The National Museum of the Mighty Eighth Air Force opened on May 14, 1996, after thirteen years of planning that began in 1983. Its centerpiece is a B-17G Flying Fortress being painstakingly restored as the "City of Savannah" -- named after the original 5,000th aircraft processed through Hunter Army Airfield in 1944. When complete, it will be among the finest static displays of a B-17 in the world. The Combat Gallery houses original aircraft, engines, and scale models alongside a Messerschmitt Bf 109G fighter replica and a three-quarter-scale P-51 Mustang. Outside, Cold War-era aircraft stand guard: a B-47 Stratojet bearing the Strategic Air Command insignia, a Soviet-designed MiG-17, and an F-4 Phantom II. In 2009, the museum received the B-17 restoration project from the National Air and Space Museum. In 2025, it announced the acquisition of a B-24 Liberator from the Barksdale Global Power Museum, along with a 1902 German boxcar of the type used to transport American prisoners of war.
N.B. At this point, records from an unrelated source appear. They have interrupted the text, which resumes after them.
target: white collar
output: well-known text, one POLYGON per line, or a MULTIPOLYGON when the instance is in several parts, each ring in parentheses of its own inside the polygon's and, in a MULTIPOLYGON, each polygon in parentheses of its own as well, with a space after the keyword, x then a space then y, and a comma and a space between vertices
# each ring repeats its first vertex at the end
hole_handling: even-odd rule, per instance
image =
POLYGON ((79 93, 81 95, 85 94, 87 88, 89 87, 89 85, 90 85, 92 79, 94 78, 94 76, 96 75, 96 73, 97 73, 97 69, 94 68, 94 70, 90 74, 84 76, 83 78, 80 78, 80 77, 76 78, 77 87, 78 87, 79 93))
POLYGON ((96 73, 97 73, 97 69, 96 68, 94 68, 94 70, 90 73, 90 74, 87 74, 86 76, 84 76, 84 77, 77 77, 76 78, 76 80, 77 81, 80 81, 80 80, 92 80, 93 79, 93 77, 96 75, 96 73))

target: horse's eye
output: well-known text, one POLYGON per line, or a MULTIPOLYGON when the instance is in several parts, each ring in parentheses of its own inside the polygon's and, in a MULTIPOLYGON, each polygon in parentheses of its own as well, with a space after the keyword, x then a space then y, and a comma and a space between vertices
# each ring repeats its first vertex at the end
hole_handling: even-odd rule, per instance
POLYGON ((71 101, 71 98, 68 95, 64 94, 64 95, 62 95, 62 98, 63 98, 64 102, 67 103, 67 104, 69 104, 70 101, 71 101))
The Weight of 26,000 Names

The museum is more than aircraft and artifacts. Its Memorial Garden holds the names of those who gave their lives flying with the Eighth -- a toll that exceeded the entire United States Marine Corps' losses in the Pacific. The Major General Lewis E. Lyle Rotunda anchors the museum's interior, named for one of the Eighth's distinguished combat leaders. An art gallery showcases aviation paintings that capture moments impossible to photograph: the frozen terror inside a flak-riddled bomber at 25,000 feet, the eerie beauty of contrails drawn across a winter sky by hundreds of aircraft. A 2003 Georgia statute designated the museum as the official state center for character education, recognizing its mission extends beyond military history into broader lessons about courage, sacrifice, and moral responsibility. The museum broke ground on a major expansion in February 2024, ensuring that the story of the Mighty Eighth continues to grow as new artifacts and accounts are discovered.

Hallowed Ground

The museum sits in Pooler, Georgia, just off Interstate 95 in the western suburbs of Savannah. Its proximity to the Eighth Air Force's birthplace at the former Savannah Army Air Base -- now Hunter Army Airfield -- is deliberate and deeply felt. In February 2011, a World War II-era fire truck that had served at Hunter was donated to the collection, a direct physical link between the museum and the airfield where it all started. The museum changed its name to the National Museum of the Mighty Eighth Air Force in March 2013, and in January 2024 received an official national designation. For the pilots, navigators, bombardiers, gunners, and ground crews who passed through Savannah on their way to England's muddy airfields, this flat coastal landscape of marshes and live oaks was the last piece of America they saw. For some, it was the last piece of America they would ever see. The museum exists so that the rest of us remember why.

From the Air

Located at 32.12N, 81.24W in Pooler, Georgia, just south of Interstate 95 and west of downtown Savannah. The museum building sits adjacent to commercial development along US-80. Savannah/Hilton Head International Airport (KSAV) is approximately 4 miles to the south. Hunter Army Airfield (KSVN), the original Savannah Army Air Base where the Eighth Air Force was activated in 1942, lies about 8 miles to the east. The museum's outdoor aircraft displays -- particularly the B-47 Stratojet -- are identifiable from low altitude. Best viewed at 2,000-3,000 feet AGL. The flat coastal plain and marshland surrounding Savannah make this area easy to navigate visually.